Samira Makhmalbaf, cinéaste iranienne de 28 ans, n'a pas le droit de tourner dans son pays, et le plateau de son dernier film, en Afghanistan, a été visé par un attentat. Mais ces contre-temps ne font que renforcer son envie de faire du cinéma.

Convaincue que les pressions politiques, le terrorisme et les guerres lui donnent l'énergie s'exprimer, la jeune réalisatrice se dit artiste universelle, voulant véhiculer un message «transposable à tous les êtres humains».

 «Je fais du cinéma pour beaucoup de raisons, entre autres pour tenter de réduire la souffrance humaine», explique-t-elle à l'AFP à l'occasion du festival de Saint-Sébastien (nord).

La jeune femme est marquée par les conflits qui ont touché son pays, et ses films sont souvent teintés de violence, une violence crue volontairement surprenante pour le spectateur occidental, «habitué aux films de Hollywood», et qui contraste avec la douceur tendre de la cinéaste, vêtue de noir, et qui s'exprime toujours avec un grand sourire.

Au festival, elle est venue présenter en compétition officielle «Two-legged horse», littéralement «le cheval à deux pattes», un film plein de symboles racontant la relation oppressante entre deux enfants, l'un devenant le maître et l'autre, toujours en le consentant, l'esclave.

Les autorités iraniennes lui ont interdit de le tourner en Iran, considérant que le scénario ne respectait pas les règles locales.

Loin de se résigner, Samira Makhmalbaf a finalement décidé de tourner en Afghanistan ce film aux scènes parfois choquantes, uniquement avec des acteurs non-professionnels.

 «J'ai choisi ce pays grâce à la proximité linguistique, et celle des paysages, même si ce film pourrait se dérouler n'importe où», explique la cinéaste qui refuse de commenter la situation politique en Iran, préférant s'exprimer à travers ses films.

Mais en Afghanistan aussi, elle a connu des imprévus. «Un jour de tournage intense, avec 200 figurants, une grenade a été lancée sur le plateau, faisant cinq blessés parmi les figurants et blessant mon assistant.
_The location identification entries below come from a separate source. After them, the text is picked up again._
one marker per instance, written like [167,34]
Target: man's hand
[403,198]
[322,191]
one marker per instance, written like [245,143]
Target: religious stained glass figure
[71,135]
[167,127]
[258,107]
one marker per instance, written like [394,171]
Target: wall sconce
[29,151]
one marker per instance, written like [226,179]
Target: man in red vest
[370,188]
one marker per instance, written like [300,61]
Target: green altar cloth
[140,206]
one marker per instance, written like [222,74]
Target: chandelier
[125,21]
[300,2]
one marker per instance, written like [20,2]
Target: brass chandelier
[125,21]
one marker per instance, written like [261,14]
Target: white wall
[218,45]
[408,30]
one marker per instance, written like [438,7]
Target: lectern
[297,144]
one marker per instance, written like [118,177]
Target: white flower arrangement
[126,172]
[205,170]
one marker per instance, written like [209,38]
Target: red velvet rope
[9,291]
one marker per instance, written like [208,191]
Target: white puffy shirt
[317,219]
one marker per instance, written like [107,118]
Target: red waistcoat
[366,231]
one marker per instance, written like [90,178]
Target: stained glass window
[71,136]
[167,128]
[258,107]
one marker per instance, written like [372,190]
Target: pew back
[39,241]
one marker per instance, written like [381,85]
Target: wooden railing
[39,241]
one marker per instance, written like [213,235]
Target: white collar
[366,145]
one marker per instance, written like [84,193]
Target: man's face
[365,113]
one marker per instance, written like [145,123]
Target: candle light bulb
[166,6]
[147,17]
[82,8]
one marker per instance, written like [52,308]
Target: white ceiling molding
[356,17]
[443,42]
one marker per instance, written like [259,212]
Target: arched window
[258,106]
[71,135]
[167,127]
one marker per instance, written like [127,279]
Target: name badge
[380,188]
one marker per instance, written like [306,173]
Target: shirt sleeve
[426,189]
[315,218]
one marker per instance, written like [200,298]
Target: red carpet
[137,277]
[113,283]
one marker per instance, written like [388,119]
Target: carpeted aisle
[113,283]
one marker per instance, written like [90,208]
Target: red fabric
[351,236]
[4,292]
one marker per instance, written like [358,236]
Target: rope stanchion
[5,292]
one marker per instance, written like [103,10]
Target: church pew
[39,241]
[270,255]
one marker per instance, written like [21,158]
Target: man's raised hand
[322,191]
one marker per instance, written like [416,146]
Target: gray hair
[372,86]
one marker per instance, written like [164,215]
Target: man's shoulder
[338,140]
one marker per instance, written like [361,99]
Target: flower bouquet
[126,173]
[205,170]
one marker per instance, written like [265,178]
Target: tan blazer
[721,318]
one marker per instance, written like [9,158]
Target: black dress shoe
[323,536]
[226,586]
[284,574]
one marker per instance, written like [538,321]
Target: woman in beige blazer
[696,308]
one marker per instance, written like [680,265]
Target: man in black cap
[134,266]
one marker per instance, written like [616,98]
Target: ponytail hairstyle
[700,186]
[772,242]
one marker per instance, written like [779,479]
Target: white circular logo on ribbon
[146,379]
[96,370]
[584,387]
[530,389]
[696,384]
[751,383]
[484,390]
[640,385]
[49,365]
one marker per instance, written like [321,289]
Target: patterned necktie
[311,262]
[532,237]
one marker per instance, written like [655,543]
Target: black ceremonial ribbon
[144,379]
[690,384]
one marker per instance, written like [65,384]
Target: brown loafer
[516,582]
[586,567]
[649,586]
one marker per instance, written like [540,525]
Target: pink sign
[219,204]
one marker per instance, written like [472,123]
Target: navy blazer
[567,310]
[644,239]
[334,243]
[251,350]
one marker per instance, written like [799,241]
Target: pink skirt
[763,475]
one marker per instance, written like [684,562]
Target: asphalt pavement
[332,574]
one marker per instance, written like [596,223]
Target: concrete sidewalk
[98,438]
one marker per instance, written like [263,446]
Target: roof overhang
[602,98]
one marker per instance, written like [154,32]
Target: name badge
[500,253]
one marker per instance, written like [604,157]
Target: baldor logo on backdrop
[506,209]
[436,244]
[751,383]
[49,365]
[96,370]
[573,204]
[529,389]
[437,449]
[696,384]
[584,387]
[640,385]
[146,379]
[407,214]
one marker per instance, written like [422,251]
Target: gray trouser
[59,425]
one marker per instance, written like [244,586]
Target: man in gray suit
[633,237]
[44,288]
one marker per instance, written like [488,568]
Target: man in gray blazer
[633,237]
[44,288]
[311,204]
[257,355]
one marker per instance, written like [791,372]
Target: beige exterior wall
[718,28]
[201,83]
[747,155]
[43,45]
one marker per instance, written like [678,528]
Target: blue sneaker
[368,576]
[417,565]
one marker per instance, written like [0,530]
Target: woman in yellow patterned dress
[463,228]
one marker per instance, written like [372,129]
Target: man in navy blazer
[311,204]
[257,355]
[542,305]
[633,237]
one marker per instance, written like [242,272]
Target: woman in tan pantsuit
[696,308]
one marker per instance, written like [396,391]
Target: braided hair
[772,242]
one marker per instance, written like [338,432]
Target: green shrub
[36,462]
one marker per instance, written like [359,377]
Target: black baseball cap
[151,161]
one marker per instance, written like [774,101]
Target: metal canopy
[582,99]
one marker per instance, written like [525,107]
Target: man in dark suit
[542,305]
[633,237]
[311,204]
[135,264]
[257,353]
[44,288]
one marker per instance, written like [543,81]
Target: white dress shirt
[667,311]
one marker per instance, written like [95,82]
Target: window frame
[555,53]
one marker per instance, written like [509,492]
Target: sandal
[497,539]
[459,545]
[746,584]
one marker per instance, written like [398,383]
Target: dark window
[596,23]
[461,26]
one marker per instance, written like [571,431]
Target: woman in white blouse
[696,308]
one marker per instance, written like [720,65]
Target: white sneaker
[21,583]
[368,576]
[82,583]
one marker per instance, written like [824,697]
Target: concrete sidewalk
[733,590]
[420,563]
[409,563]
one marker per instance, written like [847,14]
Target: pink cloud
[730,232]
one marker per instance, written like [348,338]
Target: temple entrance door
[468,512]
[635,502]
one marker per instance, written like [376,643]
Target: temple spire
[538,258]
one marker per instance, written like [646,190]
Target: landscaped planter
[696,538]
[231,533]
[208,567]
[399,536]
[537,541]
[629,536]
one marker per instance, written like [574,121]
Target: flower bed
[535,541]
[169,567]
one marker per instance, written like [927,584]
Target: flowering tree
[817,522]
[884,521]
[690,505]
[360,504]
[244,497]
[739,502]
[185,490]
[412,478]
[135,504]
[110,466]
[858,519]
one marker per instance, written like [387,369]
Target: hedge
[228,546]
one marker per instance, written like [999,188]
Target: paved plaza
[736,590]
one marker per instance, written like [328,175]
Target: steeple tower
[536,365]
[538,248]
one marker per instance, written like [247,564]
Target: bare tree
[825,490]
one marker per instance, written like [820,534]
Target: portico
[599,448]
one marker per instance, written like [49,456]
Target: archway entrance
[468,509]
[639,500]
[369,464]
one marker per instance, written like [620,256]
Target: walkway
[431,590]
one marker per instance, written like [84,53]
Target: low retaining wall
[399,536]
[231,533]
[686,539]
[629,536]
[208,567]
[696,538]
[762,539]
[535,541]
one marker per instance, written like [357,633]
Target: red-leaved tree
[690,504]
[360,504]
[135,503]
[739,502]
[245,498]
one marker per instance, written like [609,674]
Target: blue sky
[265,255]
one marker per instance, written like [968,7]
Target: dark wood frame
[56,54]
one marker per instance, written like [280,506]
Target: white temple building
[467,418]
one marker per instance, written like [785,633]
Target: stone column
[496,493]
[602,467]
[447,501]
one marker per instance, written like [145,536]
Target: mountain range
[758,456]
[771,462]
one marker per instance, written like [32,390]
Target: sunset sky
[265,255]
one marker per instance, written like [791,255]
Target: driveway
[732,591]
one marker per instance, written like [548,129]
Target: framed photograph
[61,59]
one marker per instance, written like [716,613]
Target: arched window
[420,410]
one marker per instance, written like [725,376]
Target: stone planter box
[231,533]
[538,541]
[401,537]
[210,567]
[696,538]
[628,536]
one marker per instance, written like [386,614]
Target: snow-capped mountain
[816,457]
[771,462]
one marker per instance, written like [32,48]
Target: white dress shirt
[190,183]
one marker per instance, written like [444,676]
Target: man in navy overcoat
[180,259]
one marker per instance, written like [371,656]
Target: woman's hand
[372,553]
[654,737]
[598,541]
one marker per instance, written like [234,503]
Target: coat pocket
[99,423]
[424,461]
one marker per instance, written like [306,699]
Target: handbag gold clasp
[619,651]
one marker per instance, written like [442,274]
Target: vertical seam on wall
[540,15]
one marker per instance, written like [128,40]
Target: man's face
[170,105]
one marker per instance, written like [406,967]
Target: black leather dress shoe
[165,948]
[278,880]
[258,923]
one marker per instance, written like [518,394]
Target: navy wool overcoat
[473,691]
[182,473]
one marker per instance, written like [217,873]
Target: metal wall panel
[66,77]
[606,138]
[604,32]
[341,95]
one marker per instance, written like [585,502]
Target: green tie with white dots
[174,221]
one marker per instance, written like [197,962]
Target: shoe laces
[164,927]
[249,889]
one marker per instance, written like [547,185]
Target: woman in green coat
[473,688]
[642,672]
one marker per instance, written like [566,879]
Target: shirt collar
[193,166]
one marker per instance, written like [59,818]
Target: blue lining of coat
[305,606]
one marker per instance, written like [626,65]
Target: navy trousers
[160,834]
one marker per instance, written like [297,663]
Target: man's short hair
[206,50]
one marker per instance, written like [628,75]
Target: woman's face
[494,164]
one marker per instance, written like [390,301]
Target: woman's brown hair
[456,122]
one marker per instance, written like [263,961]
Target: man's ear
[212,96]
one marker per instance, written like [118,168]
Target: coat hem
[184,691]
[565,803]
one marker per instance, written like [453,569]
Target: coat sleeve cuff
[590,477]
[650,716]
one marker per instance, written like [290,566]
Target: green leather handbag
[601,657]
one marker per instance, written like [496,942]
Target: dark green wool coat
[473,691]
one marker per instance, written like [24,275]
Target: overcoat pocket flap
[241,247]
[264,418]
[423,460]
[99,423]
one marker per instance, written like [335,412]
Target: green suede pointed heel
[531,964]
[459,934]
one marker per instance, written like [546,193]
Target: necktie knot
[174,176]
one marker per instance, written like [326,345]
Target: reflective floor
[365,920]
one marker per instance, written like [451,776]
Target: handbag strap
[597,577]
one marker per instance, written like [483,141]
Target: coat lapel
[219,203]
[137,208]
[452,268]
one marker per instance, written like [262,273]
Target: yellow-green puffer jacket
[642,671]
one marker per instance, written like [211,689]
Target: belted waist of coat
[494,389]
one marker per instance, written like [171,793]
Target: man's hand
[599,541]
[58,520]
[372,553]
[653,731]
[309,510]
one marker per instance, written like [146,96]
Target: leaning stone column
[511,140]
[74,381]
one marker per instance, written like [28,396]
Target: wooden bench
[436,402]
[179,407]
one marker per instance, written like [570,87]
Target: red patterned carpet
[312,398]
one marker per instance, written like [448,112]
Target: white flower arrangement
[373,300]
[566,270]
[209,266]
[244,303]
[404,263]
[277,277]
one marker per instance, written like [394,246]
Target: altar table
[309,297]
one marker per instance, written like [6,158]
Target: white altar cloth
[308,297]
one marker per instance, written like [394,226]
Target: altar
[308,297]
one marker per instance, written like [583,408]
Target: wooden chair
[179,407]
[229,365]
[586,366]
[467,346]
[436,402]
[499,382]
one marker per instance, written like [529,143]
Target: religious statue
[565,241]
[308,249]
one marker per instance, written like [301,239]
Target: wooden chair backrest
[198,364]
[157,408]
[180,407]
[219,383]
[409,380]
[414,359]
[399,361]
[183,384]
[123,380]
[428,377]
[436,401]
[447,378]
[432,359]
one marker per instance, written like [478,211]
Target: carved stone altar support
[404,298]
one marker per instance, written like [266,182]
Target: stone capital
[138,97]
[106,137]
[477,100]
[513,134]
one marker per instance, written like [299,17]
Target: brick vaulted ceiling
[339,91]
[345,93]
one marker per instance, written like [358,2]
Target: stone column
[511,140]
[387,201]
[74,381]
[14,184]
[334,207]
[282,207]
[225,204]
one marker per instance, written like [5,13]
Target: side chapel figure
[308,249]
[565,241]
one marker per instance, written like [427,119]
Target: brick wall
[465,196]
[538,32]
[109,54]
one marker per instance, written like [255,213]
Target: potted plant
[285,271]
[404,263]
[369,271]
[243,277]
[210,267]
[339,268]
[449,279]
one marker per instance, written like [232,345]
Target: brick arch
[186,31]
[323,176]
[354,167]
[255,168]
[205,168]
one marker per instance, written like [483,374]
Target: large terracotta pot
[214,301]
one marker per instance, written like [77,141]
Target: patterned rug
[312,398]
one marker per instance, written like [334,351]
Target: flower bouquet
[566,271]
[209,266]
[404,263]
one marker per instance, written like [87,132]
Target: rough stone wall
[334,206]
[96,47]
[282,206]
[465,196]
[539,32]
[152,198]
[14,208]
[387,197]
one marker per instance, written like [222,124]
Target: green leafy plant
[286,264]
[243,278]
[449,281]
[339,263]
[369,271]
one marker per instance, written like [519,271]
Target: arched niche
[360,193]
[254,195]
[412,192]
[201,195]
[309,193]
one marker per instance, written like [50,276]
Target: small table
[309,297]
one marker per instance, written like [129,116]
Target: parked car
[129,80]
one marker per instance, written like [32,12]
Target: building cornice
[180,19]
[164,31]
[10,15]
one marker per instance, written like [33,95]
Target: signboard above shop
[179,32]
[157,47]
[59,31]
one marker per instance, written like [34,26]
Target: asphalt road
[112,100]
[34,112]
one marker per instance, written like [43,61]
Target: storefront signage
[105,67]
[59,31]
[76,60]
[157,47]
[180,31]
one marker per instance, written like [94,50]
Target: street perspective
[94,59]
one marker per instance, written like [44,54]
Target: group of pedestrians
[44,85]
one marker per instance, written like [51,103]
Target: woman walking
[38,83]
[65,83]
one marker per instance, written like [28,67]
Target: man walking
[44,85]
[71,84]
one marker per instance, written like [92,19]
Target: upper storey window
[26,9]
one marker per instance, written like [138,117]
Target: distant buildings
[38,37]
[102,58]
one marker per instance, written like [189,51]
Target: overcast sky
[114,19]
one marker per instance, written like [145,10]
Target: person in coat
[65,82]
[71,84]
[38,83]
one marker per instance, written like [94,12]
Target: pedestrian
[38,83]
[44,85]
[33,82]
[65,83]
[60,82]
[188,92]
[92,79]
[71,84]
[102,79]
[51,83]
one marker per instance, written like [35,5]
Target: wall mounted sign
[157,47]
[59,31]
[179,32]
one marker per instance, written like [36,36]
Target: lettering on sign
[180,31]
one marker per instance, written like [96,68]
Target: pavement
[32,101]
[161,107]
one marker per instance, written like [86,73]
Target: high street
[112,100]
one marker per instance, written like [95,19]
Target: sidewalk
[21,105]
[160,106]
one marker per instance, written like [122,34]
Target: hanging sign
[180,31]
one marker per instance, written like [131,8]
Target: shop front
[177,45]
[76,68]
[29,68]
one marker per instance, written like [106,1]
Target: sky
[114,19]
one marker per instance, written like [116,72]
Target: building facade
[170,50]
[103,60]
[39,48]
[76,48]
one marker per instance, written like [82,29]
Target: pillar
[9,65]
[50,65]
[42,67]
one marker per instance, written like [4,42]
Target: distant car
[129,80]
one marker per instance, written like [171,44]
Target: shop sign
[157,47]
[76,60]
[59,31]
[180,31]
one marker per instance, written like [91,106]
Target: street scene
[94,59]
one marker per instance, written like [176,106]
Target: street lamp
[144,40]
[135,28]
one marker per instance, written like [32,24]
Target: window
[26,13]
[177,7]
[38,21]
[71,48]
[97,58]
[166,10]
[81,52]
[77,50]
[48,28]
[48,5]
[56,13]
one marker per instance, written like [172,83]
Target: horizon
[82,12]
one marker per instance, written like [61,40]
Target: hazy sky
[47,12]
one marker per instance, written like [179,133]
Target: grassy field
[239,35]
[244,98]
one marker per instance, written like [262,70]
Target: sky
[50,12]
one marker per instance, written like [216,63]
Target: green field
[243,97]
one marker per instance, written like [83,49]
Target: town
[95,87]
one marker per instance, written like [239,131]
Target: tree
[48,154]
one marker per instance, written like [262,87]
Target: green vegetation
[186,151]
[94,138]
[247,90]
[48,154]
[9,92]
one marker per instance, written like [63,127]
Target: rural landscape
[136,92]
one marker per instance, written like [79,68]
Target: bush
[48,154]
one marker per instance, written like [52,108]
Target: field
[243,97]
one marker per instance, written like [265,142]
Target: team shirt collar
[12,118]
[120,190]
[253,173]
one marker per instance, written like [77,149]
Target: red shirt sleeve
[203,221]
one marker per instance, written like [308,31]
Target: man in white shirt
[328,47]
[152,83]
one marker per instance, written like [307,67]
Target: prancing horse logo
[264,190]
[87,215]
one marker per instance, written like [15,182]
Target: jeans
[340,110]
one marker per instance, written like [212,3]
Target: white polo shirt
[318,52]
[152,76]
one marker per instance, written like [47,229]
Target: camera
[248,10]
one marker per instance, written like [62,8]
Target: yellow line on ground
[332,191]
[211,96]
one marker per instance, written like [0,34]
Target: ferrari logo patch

L'un d'entre eux est décédé deux mois après», raconte la cinéaste.

«Cette grenade visait clairement à faire du mal, et grâce aux chevaux (présents sur le plateaux, ndlr), qui ont absorbé la plupart des éclats de l'explosion, les dommages n'ont pas été plus importants. Sans eux, je ne serais peut-être pas là aujourd'hui», poursuit-elle.

Après cet incident «les forces des Nations unies nous ont demandé de partir, et j'ai décidé de poursuivre le tournage dans un autre endroit en Afghanistan», explique la jeune femme, dont deux films ont déjà été primés à Cannes, en 2000 et 2003.

Elle ne connaît pas les auteurs de cet attentat mais sait qu'il «existe des gens qui ne veulent pas que la famille Makhmalbaf fasse du cinéma».

Car chez les Makhmalbaf, le cinéma est une histoire de famille. Le père, Mohsen, est réalisateur, la mère est scénariste, les deux filles Samira et Hana sont réalisatrices et leur frère, Maysan, est producteur.

Réaliste, Samira reconnaît qu'il est peut-être «plus difficile d'être une femme qu'un homme» pour faire du cinéma dans des pays «où l'on considère que les femmes ne peuvent pas être des créatrices» mais là encore, elle préfère «oublier tout cela» pour aller de l'avant.

Son rêve? Peut-être de «pouvoir à nouveau tourner en Iran, car cela voudrait dire qu'il y a plus de liberté d'expression, de meilleures conditions de vie pour tout le monde, mais je n'en fais pas une obsession», assure-t-elle.